Despite facing abject poverty, alcoholism, grief, domestic abuse and gun-wielding foes, Childress didn’t cave to culture pressers. He certainly didn’t soften his theology. But he did soften hearts and minds to Jesus. The challenges we face look different, but sin is ever-constant.
If you ever visit Virginia’s Blue Ridge Mountains, then you’re sure to hear wild stories of rough mountain people and their gritty Appalachian history. Old-timers will tell you tales of crafty bootleggers, notorious family feuds, and shadowy superstitions. But if you’re lucky, someone might tell you the astounding story of a simple Presbyterian preacher who moved a mountain closer to Jesus.
I married one of those rough mountain people from the Blue Ridge. My husband Eric is related, although “distant kin,” as he says, to Robert “Bob” Childress, a well-known mountain minister who during the early 20th century built six churches and served at least eight congregations across the nearly impassable peaks of the Blue Ridge. Curious, I sought out to learn more.
The Man Who Moved A Mountain was written by Richard C. Davis in 1970. It is the only published biography on Childress I could find, but if offers first-hand accounts into a little-known, yet the extraordinary ministry of a simple mountain man.
A Mountainous Mission Field
Smack dab in the middle of the Great Depression, Childress brought the Gospel to the deepest coves and hollows of the Blue Ridge Mountains. It wasn’t easy. During this dark period of Appalachian history, there were multitudes of challenges facing the young preacher and his growing family.
No warm greeting was offered when Childress moved his family onto Buffalo Mountain in Floyd County, Virginia whose summit resembles a charging buffalo.
Here was a man of God who came to the mountains to preach against bitterness and hate, vices and violence, and spread the transformative truth and love of Christ. Meanwhile, his new neighbors were liquor distillers, bootleggers, drunks, and rifle-toting murderers mighty skeptical of outsiders.
Hardly any of the locals, then called mountaineers, ever stepped foot off their plots of land, much less traveled off the ridge. National news couldn’t quite make it that far up the mountains. There were neither paved roads nor bridges. Families were considered fortunate if their pantries contained a pail of apples and a little corn meal. Education was not much of an option and Christianity was given its limits.

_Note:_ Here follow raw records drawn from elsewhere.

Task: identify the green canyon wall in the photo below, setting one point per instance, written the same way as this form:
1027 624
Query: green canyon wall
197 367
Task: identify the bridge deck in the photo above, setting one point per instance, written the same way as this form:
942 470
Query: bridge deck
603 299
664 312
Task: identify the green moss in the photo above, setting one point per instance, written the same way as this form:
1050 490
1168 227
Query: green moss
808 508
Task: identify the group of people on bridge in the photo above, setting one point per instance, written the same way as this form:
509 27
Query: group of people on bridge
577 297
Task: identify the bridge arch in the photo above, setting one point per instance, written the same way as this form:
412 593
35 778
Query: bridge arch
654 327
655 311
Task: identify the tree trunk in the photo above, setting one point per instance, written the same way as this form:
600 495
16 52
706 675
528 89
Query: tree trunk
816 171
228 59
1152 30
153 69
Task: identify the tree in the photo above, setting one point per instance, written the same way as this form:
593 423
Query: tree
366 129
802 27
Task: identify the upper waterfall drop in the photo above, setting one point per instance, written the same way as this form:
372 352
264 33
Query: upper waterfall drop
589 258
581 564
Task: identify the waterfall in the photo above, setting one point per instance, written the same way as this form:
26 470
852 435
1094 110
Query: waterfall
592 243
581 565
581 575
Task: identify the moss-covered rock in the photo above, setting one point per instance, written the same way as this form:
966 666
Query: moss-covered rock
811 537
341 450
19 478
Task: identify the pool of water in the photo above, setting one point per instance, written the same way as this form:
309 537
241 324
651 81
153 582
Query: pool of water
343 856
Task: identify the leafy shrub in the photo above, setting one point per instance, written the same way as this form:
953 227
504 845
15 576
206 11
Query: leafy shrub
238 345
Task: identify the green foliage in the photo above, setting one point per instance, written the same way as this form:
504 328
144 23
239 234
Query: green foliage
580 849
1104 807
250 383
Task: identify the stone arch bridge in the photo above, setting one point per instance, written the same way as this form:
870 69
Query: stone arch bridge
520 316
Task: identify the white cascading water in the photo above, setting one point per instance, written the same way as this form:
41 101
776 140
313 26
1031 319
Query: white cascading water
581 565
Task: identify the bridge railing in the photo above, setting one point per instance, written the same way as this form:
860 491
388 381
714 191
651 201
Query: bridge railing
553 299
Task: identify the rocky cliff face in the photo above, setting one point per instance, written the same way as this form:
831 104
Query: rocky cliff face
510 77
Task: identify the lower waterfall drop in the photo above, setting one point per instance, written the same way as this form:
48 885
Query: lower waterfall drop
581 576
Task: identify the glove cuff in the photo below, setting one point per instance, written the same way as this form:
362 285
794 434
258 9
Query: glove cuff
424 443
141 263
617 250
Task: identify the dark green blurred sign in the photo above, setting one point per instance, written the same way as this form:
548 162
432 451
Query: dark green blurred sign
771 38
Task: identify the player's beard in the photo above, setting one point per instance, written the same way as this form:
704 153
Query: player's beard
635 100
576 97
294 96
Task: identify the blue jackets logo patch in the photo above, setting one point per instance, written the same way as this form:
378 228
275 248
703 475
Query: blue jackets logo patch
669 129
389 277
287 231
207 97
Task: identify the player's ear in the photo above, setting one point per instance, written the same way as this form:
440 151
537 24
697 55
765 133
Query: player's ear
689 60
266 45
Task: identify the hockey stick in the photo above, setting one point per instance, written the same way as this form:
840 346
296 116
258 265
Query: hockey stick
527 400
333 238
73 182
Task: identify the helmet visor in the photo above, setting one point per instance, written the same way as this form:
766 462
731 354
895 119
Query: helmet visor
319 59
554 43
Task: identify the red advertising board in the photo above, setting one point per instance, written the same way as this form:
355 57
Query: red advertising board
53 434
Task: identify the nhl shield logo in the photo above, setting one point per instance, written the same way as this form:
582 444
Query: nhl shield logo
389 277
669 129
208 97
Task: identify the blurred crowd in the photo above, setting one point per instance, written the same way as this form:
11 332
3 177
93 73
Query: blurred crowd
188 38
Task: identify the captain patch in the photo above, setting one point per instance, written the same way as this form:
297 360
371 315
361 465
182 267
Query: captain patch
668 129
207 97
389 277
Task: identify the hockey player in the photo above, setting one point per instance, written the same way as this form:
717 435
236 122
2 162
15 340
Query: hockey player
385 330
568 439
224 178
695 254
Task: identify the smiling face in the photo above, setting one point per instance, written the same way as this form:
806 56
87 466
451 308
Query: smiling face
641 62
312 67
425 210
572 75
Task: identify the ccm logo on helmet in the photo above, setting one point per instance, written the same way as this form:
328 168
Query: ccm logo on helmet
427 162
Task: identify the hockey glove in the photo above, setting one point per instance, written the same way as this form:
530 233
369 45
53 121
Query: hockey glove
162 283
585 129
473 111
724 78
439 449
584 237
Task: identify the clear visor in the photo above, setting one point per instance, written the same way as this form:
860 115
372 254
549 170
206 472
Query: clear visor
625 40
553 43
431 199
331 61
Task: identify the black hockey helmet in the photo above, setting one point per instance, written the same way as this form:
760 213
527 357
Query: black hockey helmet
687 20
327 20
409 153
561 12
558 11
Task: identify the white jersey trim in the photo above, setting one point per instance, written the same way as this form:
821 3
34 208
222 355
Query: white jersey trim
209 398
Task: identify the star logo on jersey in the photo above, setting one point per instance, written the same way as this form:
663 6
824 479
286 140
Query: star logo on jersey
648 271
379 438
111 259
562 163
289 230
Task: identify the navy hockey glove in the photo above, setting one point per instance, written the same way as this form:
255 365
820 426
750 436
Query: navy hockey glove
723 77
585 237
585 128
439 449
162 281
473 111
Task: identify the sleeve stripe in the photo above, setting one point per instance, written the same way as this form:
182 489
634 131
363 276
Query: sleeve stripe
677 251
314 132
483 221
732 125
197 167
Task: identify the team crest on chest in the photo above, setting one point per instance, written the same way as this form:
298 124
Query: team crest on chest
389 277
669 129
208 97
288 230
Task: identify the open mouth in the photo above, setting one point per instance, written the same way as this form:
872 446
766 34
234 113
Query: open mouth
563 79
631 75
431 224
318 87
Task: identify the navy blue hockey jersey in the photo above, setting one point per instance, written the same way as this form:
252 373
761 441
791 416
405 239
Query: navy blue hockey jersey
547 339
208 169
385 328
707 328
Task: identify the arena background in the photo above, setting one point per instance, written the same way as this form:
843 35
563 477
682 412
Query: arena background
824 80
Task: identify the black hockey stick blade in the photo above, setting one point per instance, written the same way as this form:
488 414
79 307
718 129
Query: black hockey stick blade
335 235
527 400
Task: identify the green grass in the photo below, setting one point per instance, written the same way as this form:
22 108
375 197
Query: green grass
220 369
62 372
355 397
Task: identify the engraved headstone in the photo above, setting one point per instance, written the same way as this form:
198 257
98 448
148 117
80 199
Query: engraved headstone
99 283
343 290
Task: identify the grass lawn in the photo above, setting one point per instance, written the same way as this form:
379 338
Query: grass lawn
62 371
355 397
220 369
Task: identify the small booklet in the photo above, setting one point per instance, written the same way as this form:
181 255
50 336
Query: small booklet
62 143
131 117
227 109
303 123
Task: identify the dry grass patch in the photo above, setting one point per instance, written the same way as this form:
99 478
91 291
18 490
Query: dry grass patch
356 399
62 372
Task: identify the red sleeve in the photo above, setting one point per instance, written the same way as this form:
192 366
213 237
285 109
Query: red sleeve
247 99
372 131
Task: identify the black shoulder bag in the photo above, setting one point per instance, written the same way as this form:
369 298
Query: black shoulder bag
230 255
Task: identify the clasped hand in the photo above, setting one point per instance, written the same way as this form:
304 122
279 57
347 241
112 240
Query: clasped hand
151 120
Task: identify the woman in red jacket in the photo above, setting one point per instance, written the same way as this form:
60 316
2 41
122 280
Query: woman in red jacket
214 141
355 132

During this dark period, the Blue Ridge was Primitive Baptist country. They are said to have ruled religion in the ridge with their liquor and guns. In his Childress biography, Davis wrote of the denomination, “It had roots in the Scriptures but thrived on superstition and fear and was kept alive only by man’s ageless hunger for worship.”
Primitive Baptist preachers were nicknamed the Hardshells, for they were staunchly intolerant of most everything from seminary educations to Sunday schools, late night services to new church buildings. Imagine the scandal when suddenly Childress encouraged the local children to attend his Sunday school and day school and began “sprinkling” babies at baptism.
A Rough Start
God knew exactly what He was doing by calling Childress to this mountain mission field. No city slicker would’ve survived. The people of the Blue Ridge needed a minister who spoke their language, and even then they weren’t excited about him.
Childress was a stubborn, hot-tempered mountain man who grew up at the bottom of “the mountain” in what was called The Hollow, Virginia. He was born in 1890 and his family was said to be “the poorest in a place where everyone was poor.”
“Our home, at best, couldn’t be called a happy one,” Childress wrote of his early life. “When I was not quite three, I got drunk. That’s the first thing I remember in my whole life… Brandy was god in our cabin. It was brandy that made life bearable.”
He was first introduced to Scripture at six years old. A Quaker college in North Carolina sent a young teacher to The Hollow to start a school and lead Sunday school. The schoolhouse was five miles away from Childress’ home, but his older brother insisted on all five children making the two-hour walk on Sundays.
As a teenager, Childress was a rowdy rebel. There wasn’t much to do in The Hollow for a teenage boy looking for excitement except to drink liquor, gamble and pick fights. That’s exactly what Childress did. By age 20, Childress was in total despair. “I was miserable and sick to my soul,” wrote Childress. “[T]wice I went out into the woods and put my pistol to my temple. But each time I put it down. I can’t tell you why.”
A local Methodist church held a revival a short time later. Childress was walking by and heard singing. He went in. When the minister gave an alter call, Childress surrendered his life to Jesus Christ. He wrote, “For the first time in my life I felt a power stronger than liquor and rocks and guns.”
Childress’ heart was heavy for his rowdy friends and family. He hated the corruption and despair he saw all around. So for two years he served as a deputy sheriff arresting Moonshiners and busting up distilleries. But after watching his fellow law officers steal the liquor they were supposed to confiscate, he knew the law couldn’t change Appalachia. But he knew Christ could.
He felt the Lord calling him to seminary.